- Court: High Court of Australia
- Full case name: Williams v Commonwealth of Australia
- Decided: 19 June 2014
- Citations: [2014] HCA 23; 252 CLR 416

Case history
- Prior actions: Williams v Commonwealth of Australia [2012] HCA 23; 248 CLR 156

Court membership
- Judges sitting: French CJ, Hayne, Crennan, Kiefel, Bell and Keane JJ

= Williams v Commonwealth (No 2) =

2014 Australian constitutional law case

Williams v Commonwealth of Australia [2014] HCA 23 (also known as Williams (No 2)) judgment of the High Court. It is related to executive prerogative and spending in relation to the Australian Government's National School Chaplaincy Programme.

==Background==
Following the decision in Williams v Commonwealth (Williams (No 1)), the Commonwealth enacted the Financial Framework Legislation Amendment Act (No 3) in an attempt to validate the National School Chaplaincy Programme and other similar Commonwealth spending programs.

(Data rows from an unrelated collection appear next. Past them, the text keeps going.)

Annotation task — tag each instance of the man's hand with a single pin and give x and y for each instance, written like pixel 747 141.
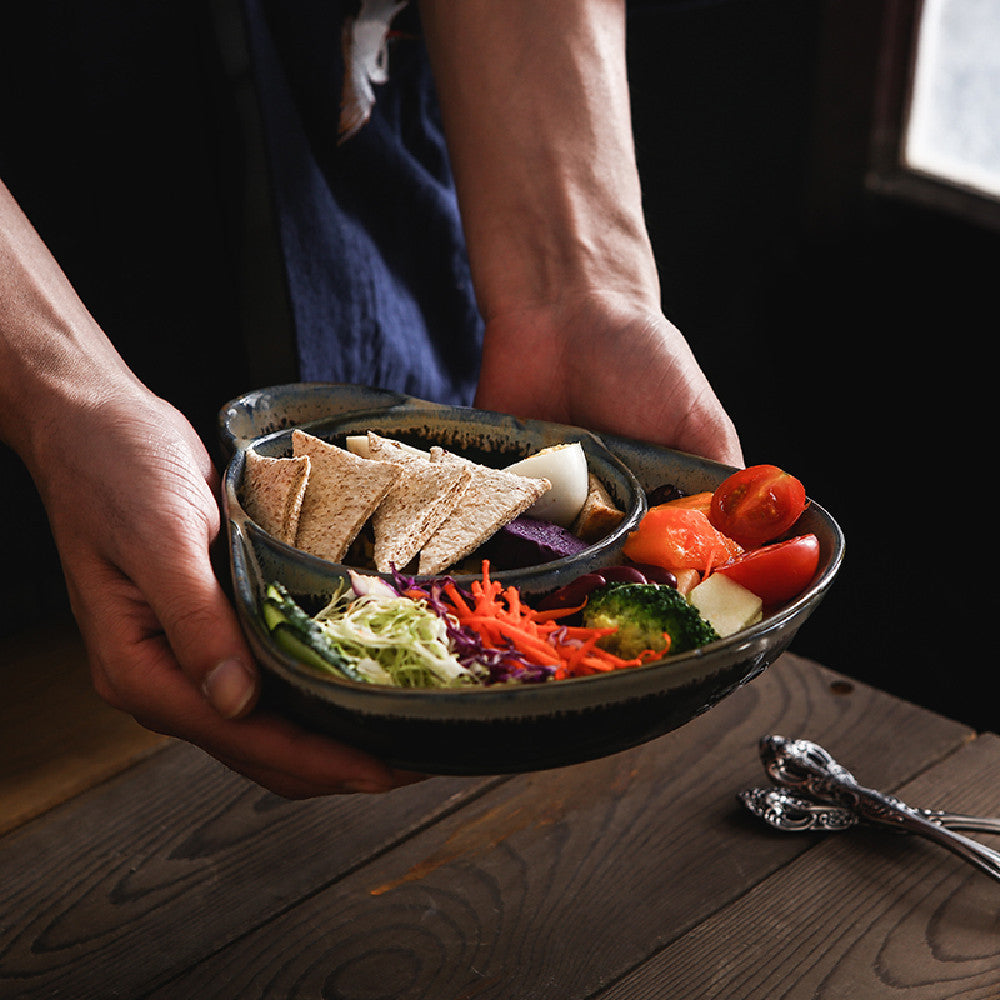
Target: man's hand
pixel 131 497
pixel 536 109
pixel 599 362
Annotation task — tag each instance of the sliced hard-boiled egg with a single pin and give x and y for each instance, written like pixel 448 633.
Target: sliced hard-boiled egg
pixel 565 467
pixel 357 444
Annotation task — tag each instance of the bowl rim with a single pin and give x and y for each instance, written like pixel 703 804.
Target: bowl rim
pixel 326 427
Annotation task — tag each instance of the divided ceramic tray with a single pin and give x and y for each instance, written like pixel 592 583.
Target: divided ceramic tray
pixel 503 728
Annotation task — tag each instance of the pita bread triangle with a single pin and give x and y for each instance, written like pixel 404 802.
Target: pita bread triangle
pixel 492 499
pixel 417 505
pixel 342 493
pixel 273 489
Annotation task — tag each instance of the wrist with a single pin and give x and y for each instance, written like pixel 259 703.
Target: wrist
pixel 536 108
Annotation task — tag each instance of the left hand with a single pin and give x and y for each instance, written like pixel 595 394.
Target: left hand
pixel 604 362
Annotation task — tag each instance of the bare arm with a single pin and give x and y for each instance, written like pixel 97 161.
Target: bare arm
pixel 131 497
pixel 536 108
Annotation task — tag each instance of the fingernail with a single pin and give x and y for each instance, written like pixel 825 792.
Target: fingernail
pixel 229 687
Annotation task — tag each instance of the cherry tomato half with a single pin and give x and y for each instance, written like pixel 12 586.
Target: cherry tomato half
pixel 678 538
pixel 695 501
pixel 776 573
pixel 757 504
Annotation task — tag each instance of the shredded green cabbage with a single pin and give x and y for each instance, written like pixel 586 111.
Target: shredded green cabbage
pixel 393 640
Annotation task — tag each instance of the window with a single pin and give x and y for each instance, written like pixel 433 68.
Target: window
pixel 937 128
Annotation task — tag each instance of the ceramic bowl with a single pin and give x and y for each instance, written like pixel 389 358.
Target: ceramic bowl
pixel 501 729
pixel 488 438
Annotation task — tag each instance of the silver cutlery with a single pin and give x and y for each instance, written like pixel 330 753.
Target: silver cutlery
pixel 779 808
pixel 808 770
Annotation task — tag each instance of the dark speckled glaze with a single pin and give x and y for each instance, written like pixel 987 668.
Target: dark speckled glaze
pixel 503 729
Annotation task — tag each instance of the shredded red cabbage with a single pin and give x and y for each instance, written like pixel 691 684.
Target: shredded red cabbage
pixel 494 665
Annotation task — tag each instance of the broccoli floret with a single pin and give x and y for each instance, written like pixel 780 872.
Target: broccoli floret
pixel 641 613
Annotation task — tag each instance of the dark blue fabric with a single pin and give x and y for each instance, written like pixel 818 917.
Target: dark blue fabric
pixel 376 266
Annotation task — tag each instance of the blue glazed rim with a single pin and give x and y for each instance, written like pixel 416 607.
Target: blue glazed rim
pixel 407 726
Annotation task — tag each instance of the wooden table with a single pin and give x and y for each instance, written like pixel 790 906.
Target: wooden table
pixel 163 875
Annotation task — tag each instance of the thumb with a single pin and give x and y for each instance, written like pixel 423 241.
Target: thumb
pixel 204 634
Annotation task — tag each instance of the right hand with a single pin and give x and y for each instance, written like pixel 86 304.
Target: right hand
pixel 131 496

Mr Williams brought new proceedings in the High Court challenging the validity of the legislation's provisions and regulations, in particular, s 32B of the Financial Management and Accountability Act 1997 (Cth) (FMA Act), Part 5AA and Schedule 1AA of the Financial Management and Accountability Regulations 1997 (FMA Regulations) and item 9 of Schedule 1 to the Financial Framework Legislation Amendment Act (No 3) 2012 (the Financial Framework Amendment Act).

==Judgment==
The High Court unanimously upheld Mr Williams's challenge that the relevant provisions of the Financial Framework Legislation Amendment Act were invalid as they extended beyond the scope of Parliament's power under the Constitution.

The High Court rejected arguments by the Commonwealth that the provisions were valid as laws incidental to the powers to spend and to enter into contracts, finding that the laws needed to be grounded in a separate head of legislative power.